Le Paris des riches l’emporte dorénavant sur le Paris composite qui participait de son charme. Les décideurs focalisés sur la fin du XIXe siècle privilégient le gratte-ciel d’ores et déjà dépassé, l’Exposition universelle et les Jeux olympiques, événements d’une autre époque, tout en affirmant se préoccuper du dérèglement climatique, de la qualité de l’air et du bien-être des habitants!

Lorsqu’on observe Paris depuis les hauteurs de Meudon, par exemple, on découvre une ville encerclée de gratte-ciel, patauds, surdimensionnés, non intégrés qui écrasent le reste de la ville, aux espaces verts de plus en plus rares. Empruntant aux heures de pointe les transports publics on mesure l’incroyable inconfort de ceux-ci et leurs réguliers et récurrents dysfonctionnements.

Le gratte-ciel, expression du capitalisme américain arrogant de la fin du XIXe siècle est dès cette époque dénoncé.
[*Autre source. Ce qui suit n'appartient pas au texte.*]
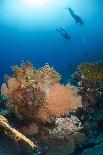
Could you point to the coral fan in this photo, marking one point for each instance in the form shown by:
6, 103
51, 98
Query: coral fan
61, 100
89, 78
11, 132
92, 71
64, 127
37, 94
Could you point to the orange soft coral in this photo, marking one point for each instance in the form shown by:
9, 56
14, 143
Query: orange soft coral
61, 100
37, 95
11, 85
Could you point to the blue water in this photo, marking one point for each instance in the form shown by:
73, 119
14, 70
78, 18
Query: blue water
29, 33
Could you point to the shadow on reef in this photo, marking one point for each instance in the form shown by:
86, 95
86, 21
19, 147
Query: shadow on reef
59, 119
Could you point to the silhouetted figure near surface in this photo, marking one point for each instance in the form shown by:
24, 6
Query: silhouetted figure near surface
78, 19
65, 34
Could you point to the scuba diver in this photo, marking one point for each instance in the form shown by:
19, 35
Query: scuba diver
65, 34
78, 19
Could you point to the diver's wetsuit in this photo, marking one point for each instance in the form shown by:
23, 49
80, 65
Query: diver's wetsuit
78, 19
65, 35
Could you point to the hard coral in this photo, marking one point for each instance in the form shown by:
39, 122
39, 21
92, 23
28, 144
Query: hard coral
92, 71
89, 78
36, 93
61, 100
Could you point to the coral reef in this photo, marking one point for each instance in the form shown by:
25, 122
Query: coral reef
37, 98
11, 132
92, 71
61, 101
89, 79
37, 94
65, 127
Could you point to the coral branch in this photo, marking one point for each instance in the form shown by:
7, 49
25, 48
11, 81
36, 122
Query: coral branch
11, 132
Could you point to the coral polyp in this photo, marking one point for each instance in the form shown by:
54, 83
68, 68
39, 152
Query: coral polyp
37, 94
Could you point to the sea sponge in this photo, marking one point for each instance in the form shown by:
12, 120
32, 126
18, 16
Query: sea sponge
35, 94
92, 71
61, 100
11, 85
27, 75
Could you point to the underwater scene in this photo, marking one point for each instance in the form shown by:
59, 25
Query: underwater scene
51, 77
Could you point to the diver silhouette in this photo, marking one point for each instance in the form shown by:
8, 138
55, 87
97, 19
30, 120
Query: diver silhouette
65, 34
77, 19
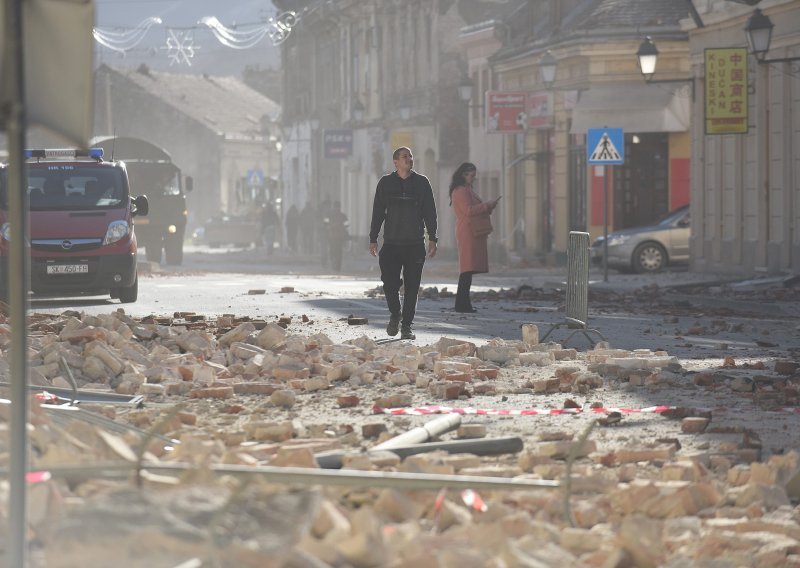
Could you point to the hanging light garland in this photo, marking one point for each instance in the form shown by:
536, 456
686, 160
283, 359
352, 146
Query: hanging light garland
180, 44
124, 41
278, 29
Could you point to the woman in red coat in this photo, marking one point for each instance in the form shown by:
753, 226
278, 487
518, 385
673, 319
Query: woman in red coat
473, 254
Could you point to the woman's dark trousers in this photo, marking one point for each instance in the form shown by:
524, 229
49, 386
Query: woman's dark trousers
463, 302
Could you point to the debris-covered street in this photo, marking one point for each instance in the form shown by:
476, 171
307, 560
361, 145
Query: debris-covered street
300, 438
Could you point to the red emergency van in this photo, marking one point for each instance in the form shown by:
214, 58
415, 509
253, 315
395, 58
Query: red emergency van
81, 225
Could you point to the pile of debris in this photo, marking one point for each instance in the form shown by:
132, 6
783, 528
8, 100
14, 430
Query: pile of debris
221, 453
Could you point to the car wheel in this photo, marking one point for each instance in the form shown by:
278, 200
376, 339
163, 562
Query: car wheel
649, 257
129, 294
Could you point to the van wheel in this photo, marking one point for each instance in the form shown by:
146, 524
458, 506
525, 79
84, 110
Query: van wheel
649, 257
173, 250
129, 294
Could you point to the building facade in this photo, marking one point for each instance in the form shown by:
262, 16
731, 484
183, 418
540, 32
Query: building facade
217, 130
549, 190
363, 78
746, 211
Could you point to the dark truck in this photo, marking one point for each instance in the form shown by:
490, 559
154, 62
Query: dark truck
153, 174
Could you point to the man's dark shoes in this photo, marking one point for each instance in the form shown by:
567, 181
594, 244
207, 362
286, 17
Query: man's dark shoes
406, 333
468, 310
394, 325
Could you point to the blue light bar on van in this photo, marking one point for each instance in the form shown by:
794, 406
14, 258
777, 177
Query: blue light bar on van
64, 153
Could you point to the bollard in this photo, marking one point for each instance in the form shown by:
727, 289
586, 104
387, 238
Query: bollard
577, 300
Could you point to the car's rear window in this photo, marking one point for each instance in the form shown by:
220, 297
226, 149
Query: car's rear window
59, 187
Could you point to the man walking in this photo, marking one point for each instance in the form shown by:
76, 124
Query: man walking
405, 207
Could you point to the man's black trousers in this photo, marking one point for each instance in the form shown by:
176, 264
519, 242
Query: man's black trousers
407, 260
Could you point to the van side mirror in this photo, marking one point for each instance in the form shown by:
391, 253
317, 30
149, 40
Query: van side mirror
140, 205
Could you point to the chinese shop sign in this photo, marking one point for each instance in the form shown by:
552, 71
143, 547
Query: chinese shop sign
726, 90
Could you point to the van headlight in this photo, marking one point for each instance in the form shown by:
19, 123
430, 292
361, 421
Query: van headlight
116, 230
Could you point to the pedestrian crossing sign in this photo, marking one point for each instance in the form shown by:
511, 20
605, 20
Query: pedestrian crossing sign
605, 146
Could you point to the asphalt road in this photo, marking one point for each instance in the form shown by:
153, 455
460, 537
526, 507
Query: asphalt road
688, 315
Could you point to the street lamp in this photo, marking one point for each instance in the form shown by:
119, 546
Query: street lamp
648, 57
547, 68
759, 35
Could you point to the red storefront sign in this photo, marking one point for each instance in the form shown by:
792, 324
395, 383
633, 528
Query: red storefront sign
505, 112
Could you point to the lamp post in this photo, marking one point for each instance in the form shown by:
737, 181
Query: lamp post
648, 58
759, 35
358, 110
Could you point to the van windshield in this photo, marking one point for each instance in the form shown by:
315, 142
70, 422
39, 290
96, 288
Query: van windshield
60, 187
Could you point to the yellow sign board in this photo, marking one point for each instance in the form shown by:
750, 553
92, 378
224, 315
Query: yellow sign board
726, 90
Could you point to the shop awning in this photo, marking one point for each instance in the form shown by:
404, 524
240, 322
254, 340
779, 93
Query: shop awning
634, 107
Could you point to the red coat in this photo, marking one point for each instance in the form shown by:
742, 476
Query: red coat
473, 254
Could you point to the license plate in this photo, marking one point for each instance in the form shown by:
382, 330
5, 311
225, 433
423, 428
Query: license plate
68, 269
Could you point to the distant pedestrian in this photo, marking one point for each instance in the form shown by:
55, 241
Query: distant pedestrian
337, 235
269, 227
308, 221
292, 226
472, 232
405, 208
323, 214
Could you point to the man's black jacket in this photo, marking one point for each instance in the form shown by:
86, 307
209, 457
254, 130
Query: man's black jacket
405, 208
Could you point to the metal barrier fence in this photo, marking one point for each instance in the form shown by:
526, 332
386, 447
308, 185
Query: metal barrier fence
577, 301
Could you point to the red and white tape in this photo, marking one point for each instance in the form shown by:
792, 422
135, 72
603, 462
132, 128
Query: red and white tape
424, 410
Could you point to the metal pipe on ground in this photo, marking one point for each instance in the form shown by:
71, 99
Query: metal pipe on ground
483, 447
428, 431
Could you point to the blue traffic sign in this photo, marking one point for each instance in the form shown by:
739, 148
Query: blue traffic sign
255, 177
605, 146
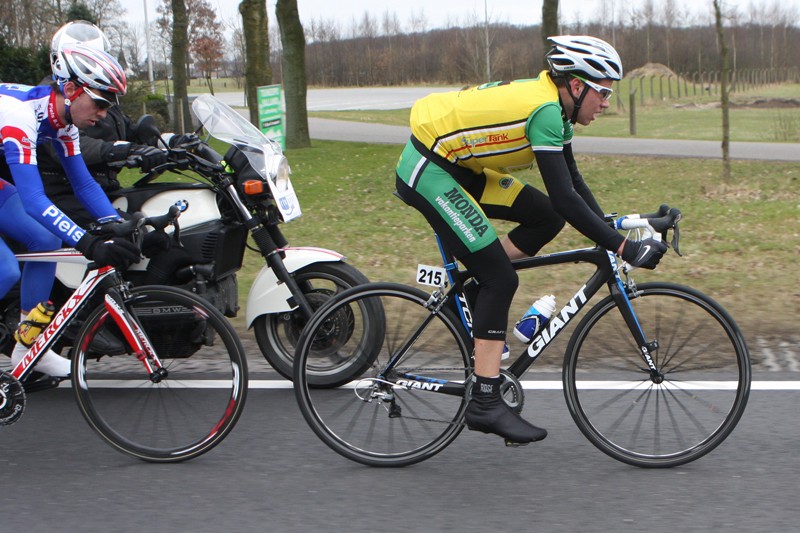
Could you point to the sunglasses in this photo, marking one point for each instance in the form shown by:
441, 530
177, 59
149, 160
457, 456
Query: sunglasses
101, 101
605, 92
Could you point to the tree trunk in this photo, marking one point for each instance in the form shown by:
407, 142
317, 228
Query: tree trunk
294, 74
257, 70
549, 26
726, 125
180, 42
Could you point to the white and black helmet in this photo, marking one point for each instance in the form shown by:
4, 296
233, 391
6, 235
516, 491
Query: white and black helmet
89, 67
78, 32
584, 55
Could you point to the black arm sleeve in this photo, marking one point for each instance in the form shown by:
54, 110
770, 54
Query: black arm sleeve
570, 204
97, 141
578, 183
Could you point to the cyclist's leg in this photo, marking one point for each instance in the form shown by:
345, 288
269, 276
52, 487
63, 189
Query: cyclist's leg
37, 278
429, 185
505, 197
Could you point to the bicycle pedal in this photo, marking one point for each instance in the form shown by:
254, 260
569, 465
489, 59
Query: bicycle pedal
39, 382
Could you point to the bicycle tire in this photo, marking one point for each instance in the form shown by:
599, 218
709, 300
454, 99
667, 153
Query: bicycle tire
277, 334
381, 420
706, 384
187, 413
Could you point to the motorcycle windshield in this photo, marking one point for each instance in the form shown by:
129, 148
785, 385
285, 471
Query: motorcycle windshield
227, 125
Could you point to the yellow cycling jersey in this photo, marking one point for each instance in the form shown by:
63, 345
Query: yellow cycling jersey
494, 126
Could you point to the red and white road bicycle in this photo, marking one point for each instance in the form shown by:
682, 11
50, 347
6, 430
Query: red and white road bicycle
158, 372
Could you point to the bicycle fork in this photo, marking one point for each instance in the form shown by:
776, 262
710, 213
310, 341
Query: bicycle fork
619, 292
134, 334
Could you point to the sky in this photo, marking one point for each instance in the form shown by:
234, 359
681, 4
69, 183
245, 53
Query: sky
520, 12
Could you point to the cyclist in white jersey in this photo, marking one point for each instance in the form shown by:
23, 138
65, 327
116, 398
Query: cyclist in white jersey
87, 84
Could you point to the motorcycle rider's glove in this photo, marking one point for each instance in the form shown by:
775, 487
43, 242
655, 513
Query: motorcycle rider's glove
156, 242
115, 251
178, 140
149, 156
645, 254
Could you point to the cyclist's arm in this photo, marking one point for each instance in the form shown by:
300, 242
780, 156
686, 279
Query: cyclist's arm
87, 190
38, 205
577, 181
571, 205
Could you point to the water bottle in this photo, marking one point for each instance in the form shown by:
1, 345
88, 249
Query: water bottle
535, 318
38, 319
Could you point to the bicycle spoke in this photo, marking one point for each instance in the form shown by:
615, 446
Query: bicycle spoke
679, 415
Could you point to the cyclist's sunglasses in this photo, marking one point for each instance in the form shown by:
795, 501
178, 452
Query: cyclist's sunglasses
103, 99
605, 92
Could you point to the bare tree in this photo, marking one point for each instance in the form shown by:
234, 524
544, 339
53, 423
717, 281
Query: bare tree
180, 42
726, 127
549, 25
293, 40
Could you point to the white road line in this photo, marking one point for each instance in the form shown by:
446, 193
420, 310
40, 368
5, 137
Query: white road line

Sa critique (il est énergivore, moins dense que des immeubles mieux agencés sur une parcelle identique, inurbain – chacun est enfermé dans son étage -, c’est une impasse en hauteur qui ne «fait» pas ville et se transforme vite en gated community, il soliloque et porte son ombre sur les habitations voisines…) est toujours valable.

Actualisant, cette année, les données de ma dénonciation de «la folie des hauteurs», publiée en 2008, je n’ai pu qu’admettre leur pérennité. Un rapport de deux chercheurs britanniques, High Rise Buildings: Energy and Density rendu public en juin 2017, confirme que plus les immeubles sont hauts et vitrés, plus ils consomment d’énergie et plus encore si ce sont des immeubles de bureaux.

Au «droit à la ville » que réclame les citadins, nous devons ajouter le «devoir de ville », cette culture des trois qualités propres aux villes (urbanité, diversité et altérité) combattue sans relâche par les partisans des gratte-ciel qui feignent d’ignorer que ces constructions appartiennent à la même logique du toujours plus qui repose sur les centres commerciaux, l’étalement urbain, les autoroutes, la mort des bourgs, la transformation de petites villes en cité- dortoir, les «événements» internationaux, le tourisme massifié, etc. Il est temps d’y opposer la logique du toujours mieux pour tous et chacune et chacun!